Neurosurgery cases are famously long. The shortest case I have been in, from rolling the patient to the OR from their hospital bed and back to recovery, lasted at least five hours. One of the residents told me they stop eating and drinking during the day to avoid having to leave the OR and break sterility and scrub in again. I don’t have that kind of willpower or bladder capacity. 

I am not sure how many females have historically had the chance to witness a living, pulsating human brain with their fathers. I watched mine perform a complicated skull-based surgery — the removal of a sphenoid meningioma. The meninges comprise three layers that surround the brain: pia, arachnoid and dura. Meningiomas, tumors of the meninges, are usually benign tumors that can require resection when they become symptomatic. There were too many people crowded around the patient’s head under a microscope, so I watched the camera screen from a little stool while wrapped in warm blankets. 

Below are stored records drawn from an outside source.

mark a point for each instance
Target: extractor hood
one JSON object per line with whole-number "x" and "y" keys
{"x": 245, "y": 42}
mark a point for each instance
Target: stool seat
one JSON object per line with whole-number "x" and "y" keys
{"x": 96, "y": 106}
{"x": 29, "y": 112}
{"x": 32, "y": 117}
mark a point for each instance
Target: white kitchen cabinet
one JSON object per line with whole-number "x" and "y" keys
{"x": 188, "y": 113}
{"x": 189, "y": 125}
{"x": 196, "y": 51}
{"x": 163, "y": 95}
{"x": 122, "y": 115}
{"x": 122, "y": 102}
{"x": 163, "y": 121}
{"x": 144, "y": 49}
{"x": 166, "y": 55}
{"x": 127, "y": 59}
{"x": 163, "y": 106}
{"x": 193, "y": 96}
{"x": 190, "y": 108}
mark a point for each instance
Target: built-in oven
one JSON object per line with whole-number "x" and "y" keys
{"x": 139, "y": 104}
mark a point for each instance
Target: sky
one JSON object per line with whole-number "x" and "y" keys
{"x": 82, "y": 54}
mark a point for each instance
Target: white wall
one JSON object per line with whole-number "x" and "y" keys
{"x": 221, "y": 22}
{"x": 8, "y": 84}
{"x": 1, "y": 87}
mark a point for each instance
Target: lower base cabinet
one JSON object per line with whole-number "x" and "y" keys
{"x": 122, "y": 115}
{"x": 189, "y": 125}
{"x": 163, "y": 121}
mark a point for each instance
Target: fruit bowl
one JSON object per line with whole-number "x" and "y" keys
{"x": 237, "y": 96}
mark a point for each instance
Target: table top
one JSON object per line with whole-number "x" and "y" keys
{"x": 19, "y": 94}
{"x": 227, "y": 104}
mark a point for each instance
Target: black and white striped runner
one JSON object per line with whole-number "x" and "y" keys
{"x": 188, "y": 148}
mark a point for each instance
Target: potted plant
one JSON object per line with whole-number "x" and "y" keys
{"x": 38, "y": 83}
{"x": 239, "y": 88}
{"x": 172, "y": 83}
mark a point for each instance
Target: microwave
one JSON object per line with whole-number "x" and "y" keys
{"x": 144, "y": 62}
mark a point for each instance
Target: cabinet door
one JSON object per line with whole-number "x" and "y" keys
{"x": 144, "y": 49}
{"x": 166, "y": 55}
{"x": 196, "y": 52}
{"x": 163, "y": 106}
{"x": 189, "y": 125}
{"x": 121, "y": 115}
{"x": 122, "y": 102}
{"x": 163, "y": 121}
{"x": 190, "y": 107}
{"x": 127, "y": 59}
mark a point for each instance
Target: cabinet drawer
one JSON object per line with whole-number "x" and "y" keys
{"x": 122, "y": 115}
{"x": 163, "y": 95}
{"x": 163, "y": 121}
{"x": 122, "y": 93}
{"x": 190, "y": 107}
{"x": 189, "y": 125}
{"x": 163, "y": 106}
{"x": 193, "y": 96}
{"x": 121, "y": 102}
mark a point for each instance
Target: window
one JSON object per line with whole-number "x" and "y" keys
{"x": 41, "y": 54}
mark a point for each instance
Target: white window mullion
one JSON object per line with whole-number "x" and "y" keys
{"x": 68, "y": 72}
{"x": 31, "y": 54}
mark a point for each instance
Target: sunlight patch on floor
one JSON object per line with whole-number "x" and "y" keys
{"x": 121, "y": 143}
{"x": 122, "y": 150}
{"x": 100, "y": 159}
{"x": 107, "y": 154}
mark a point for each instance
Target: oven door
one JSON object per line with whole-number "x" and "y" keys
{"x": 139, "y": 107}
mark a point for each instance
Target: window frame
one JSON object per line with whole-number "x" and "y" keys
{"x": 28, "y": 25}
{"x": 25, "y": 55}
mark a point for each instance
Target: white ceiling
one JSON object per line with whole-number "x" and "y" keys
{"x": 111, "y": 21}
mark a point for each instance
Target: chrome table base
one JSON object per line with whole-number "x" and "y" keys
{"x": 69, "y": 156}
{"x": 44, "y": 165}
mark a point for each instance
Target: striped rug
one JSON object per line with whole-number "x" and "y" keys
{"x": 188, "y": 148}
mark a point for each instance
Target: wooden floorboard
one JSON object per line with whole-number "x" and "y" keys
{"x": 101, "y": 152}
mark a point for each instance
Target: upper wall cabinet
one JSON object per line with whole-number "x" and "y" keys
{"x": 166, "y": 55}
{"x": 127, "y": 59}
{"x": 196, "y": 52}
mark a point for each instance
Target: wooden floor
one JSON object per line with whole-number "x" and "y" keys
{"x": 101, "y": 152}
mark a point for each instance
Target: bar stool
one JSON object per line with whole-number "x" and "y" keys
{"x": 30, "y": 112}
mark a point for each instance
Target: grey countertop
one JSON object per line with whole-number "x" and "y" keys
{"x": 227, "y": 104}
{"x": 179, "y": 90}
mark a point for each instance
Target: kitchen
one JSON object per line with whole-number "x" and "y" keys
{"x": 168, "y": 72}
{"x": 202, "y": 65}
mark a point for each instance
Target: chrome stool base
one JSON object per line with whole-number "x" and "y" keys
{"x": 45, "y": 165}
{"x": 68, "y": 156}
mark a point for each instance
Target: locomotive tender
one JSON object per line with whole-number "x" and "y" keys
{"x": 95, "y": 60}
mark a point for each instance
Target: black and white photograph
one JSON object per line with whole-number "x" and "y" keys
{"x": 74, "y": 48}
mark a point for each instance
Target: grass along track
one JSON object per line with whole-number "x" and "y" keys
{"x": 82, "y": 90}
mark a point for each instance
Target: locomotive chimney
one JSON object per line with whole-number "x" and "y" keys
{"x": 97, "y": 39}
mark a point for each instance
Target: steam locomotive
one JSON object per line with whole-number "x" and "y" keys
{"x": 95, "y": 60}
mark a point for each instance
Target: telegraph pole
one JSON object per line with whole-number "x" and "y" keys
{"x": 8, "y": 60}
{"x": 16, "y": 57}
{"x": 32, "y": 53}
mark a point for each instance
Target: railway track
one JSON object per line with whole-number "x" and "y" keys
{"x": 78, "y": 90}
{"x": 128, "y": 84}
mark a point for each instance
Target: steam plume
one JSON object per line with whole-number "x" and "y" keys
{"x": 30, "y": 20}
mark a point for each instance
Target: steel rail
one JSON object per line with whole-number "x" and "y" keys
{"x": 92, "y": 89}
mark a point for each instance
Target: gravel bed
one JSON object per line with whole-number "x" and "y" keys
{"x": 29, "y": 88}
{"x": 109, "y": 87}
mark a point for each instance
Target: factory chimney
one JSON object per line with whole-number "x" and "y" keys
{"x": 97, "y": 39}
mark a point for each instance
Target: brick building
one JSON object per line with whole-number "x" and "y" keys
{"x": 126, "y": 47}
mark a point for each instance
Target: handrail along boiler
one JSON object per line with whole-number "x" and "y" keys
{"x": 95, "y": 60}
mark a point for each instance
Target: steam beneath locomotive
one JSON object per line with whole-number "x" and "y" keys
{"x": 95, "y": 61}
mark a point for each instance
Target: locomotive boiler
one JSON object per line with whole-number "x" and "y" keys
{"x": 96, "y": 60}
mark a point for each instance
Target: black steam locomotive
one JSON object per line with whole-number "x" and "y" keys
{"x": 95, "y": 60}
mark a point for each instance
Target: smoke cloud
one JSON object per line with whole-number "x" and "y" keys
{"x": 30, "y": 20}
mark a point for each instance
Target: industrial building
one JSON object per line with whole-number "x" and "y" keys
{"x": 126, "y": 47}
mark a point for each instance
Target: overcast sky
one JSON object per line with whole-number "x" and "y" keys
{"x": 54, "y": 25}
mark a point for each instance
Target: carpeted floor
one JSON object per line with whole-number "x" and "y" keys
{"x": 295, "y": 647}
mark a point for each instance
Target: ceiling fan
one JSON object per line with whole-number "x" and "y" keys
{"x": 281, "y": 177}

It was a mental struggle being present during some of the cases. The fact that I couldn’t always stay focused while someone’s brain was open in front of me made me wonder at the ridiculousness of my own, at its frequent internal incoherence that drowns out the external world. I also wondered how the surgeons working with me were able to have such prolonged stretches of focused attention. 

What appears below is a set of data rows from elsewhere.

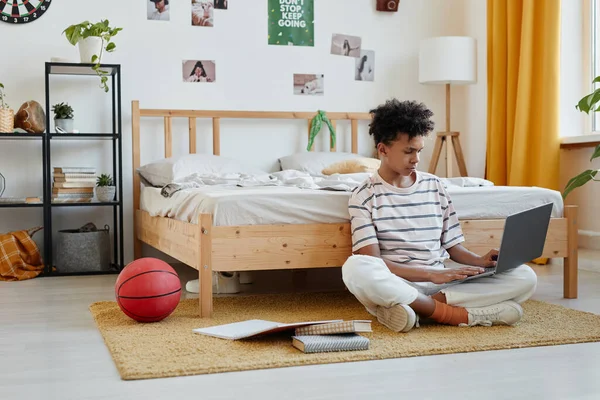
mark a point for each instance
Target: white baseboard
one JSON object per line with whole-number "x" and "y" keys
{"x": 589, "y": 239}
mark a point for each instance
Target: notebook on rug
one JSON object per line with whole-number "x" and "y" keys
{"x": 328, "y": 343}
{"x": 363, "y": 325}
{"x": 252, "y": 327}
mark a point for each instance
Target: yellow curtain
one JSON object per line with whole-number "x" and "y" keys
{"x": 523, "y": 64}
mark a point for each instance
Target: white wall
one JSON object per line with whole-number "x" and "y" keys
{"x": 576, "y": 83}
{"x": 250, "y": 76}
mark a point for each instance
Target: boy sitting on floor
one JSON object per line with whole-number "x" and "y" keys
{"x": 406, "y": 240}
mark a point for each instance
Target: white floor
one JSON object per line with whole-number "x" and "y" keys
{"x": 50, "y": 349}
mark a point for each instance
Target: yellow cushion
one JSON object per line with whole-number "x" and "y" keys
{"x": 353, "y": 166}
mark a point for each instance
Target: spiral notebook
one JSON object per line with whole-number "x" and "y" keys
{"x": 353, "y": 326}
{"x": 250, "y": 328}
{"x": 329, "y": 343}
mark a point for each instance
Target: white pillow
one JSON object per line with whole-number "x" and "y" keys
{"x": 167, "y": 170}
{"x": 313, "y": 162}
{"x": 466, "y": 181}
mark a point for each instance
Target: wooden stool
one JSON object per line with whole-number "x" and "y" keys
{"x": 442, "y": 137}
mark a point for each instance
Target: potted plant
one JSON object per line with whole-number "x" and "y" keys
{"x": 7, "y": 115}
{"x": 63, "y": 117}
{"x": 105, "y": 188}
{"x": 92, "y": 40}
{"x": 586, "y": 104}
{"x": 315, "y": 128}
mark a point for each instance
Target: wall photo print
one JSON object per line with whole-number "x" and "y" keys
{"x": 199, "y": 71}
{"x": 309, "y": 84}
{"x": 345, "y": 45}
{"x": 291, "y": 23}
{"x": 203, "y": 13}
{"x": 158, "y": 10}
{"x": 365, "y": 66}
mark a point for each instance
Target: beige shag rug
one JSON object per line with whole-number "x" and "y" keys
{"x": 169, "y": 348}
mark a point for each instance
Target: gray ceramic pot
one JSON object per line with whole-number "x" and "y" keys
{"x": 105, "y": 193}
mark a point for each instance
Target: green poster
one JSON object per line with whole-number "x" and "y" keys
{"x": 291, "y": 22}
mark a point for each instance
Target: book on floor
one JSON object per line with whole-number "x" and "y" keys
{"x": 251, "y": 328}
{"x": 329, "y": 343}
{"x": 353, "y": 326}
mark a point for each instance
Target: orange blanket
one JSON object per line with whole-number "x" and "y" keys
{"x": 20, "y": 257}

The last case of the day often ended at 7 or 8 p.m. Because this was an elective for me as a neurology resident, I often left much earlier, around 5 p.m. Even with the earlier time and without having to be on a 24-hour call every fourth day, the day was often long enough for me to regret my existence when I woke up at four in the morning the next day having to do it all over. 

If you step into a hospital, you would be hard-pressed to describe how AI shall defeat death.

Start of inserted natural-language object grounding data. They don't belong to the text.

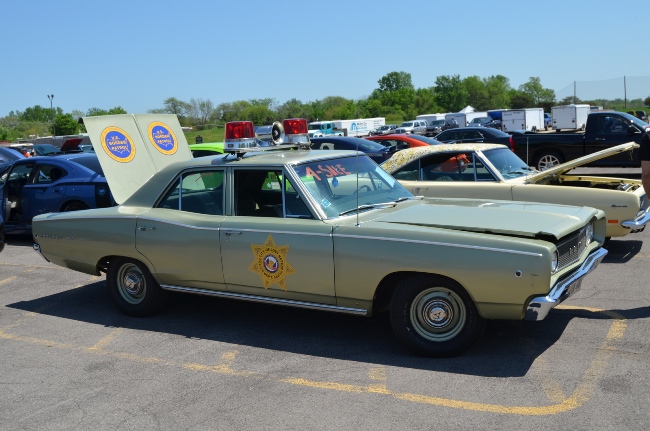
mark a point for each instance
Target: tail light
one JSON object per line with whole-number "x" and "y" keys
{"x": 240, "y": 134}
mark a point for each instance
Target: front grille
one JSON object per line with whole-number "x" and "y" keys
{"x": 570, "y": 248}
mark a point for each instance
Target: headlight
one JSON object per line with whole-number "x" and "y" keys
{"x": 554, "y": 261}
{"x": 589, "y": 233}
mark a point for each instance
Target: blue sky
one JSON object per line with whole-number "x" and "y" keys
{"x": 137, "y": 53}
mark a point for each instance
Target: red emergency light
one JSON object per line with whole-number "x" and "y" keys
{"x": 295, "y": 130}
{"x": 239, "y": 130}
{"x": 240, "y": 134}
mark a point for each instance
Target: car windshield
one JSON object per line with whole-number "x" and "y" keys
{"x": 341, "y": 185}
{"x": 424, "y": 139}
{"x": 507, "y": 163}
{"x": 43, "y": 149}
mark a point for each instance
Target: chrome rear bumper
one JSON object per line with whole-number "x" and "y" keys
{"x": 539, "y": 307}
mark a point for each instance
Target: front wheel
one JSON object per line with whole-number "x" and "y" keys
{"x": 133, "y": 289}
{"x": 547, "y": 159}
{"x": 434, "y": 316}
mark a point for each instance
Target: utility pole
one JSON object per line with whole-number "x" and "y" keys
{"x": 51, "y": 97}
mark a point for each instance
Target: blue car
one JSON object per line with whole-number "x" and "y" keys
{"x": 43, "y": 184}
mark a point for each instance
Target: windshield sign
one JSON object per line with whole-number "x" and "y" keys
{"x": 341, "y": 185}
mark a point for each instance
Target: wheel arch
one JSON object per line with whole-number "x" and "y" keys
{"x": 386, "y": 288}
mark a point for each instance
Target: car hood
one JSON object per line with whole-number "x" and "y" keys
{"x": 524, "y": 219}
{"x": 584, "y": 160}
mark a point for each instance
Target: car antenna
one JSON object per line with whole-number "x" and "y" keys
{"x": 357, "y": 193}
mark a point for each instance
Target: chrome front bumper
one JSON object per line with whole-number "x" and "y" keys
{"x": 539, "y": 307}
{"x": 638, "y": 224}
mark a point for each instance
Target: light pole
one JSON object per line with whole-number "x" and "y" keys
{"x": 51, "y": 97}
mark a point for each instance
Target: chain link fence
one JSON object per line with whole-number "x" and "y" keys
{"x": 619, "y": 91}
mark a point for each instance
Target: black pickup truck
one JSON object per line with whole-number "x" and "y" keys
{"x": 603, "y": 130}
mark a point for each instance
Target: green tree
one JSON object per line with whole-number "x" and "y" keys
{"x": 450, "y": 93}
{"x": 498, "y": 89}
{"x": 538, "y": 94}
{"x": 477, "y": 93}
{"x": 519, "y": 100}
{"x": 65, "y": 124}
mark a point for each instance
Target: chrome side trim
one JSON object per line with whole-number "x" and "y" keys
{"x": 37, "y": 249}
{"x": 178, "y": 224}
{"x": 268, "y": 300}
{"x": 539, "y": 307}
{"x": 443, "y": 244}
{"x": 640, "y": 221}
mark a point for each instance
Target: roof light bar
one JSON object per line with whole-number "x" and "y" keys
{"x": 239, "y": 135}
{"x": 295, "y": 131}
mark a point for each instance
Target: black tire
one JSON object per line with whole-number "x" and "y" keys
{"x": 133, "y": 289}
{"x": 547, "y": 159}
{"x": 434, "y": 316}
{"x": 74, "y": 206}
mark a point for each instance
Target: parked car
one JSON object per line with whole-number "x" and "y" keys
{"x": 384, "y": 130}
{"x": 206, "y": 149}
{"x": 641, "y": 115}
{"x": 604, "y": 129}
{"x": 479, "y": 122}
{"x": 414, "y": 126}
{"x": 404, "y": 140}
{"x": 46, "y": 150}
{"x": 434, "y": 127}
{"x": 374, "y": 150}
{"x": 475, "y": 134}
{"x": 334, "y": 232}
{"x": 67, "y": 182}
{"x": 9, "y": 154}
{"x": 494, "y": 124}
{"x": 489, "y": 171}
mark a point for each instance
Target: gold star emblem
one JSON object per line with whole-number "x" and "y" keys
{"x": 270, "y": 262}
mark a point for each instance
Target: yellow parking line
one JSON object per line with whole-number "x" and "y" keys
{"x": 582, "y": 393}
{"x": 107, "y": 339}
{"x": 8, "y": 280}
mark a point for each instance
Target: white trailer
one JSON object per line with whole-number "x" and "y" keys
{"x": 431, "y": 117}
{"x": 572, "y": 117}
{"x": 531, "y": 119}
{"x": 462, "y": 118}
{"x": 360, "y": 126}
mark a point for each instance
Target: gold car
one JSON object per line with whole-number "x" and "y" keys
{"x": 319, "y": 229}
{"x": 492, "y": 171}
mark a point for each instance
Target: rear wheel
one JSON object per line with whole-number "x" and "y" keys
{"x": 547, "y": 159}
{"x": 434, "y": 316}
{"x": 132, "y": 287}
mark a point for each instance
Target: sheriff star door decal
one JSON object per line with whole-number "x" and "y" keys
{"x": 270, "y": 262}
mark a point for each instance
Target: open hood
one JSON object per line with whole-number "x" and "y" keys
{"x": 565, "y": 167}
{"x": 131, "y": 148}
{"x": 525, "y": 219}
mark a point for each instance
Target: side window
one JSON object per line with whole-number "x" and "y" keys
{"x": 196, "y": 192}
{"x": 46, "y": 174}
{"x": 478, "y": 171}
{"x": 258, "y": 193}
{"x": 409, "y": 172}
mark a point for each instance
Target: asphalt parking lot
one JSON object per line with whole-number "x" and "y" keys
{"x": 70, "y": 360}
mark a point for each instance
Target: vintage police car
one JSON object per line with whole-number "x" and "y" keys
{"x": 320, "y": 229}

Henry Marsh—Mr. Henry Marsh, that is, because male surgeons in the UK are strangely prefixed with Mr. instead of Dr.—is a British neurosurgeon who wrote the astutely titled “Do No Harm,” a dictum of the Hippocratic Oath. The chapters in the book are named after mostly operable conditions: Pineocytoma, Aneurysm, Hemangioblastoma, Melodrama, Tic douloureux, Angor animi, Meningioma, Choroid plexus papilloma, Leucotomy, Trauma, Ependymoma, Glioblastoma, Infarct, Neurotemesis, Medulloblastoma, Pituitary adenoma, Empyema, Carcinoma, Akinetic mutism, Hubris, Photopsia, Astrocytoma, Tyrosine Kinase, Oligodendroglioma, Anesthesia dolorosa. 

Marsh is British in his skepticism and honesty. He starts his book by wondering if his American colleagues realize the phrase “death is optional in America” was not meant to be literal. Yet, there are articles on how Artificial Intelligence may defeat death ad nauseam. If you step into a hospital, you would be hard-pressed to describe how AI shall defeat death. Death is so pathetically human that to counter it is deceptive. All this fantasy has accomplished is to annihilate the conversation about the concept of a good death and why it matters. It has annihilated the concept of a good life by the same token. 

Mr. Marsh states there are only two good reasons to do medicine: for interesting anecdotes and to know the best medical care for yourself and your family. Anecdotes? We’re full of them. So full that our small lives have difficulty containing the square density they rapidly accumulate in our fragile hearts. One of the surgically complicated patients in the NICU recovers from a neurological standpoint. After we round on the patient one morning, I make a casual observation, to which one of the residents jokingly remarks, “You’re like the Jane Goodall of neurosurgery.” A week later the patient does well enough to be discharged from the NICU. Despite being on subcutaneous prophylactic anticoagulation, the patient unexpectedly dies of a sudden pulmonary embolism.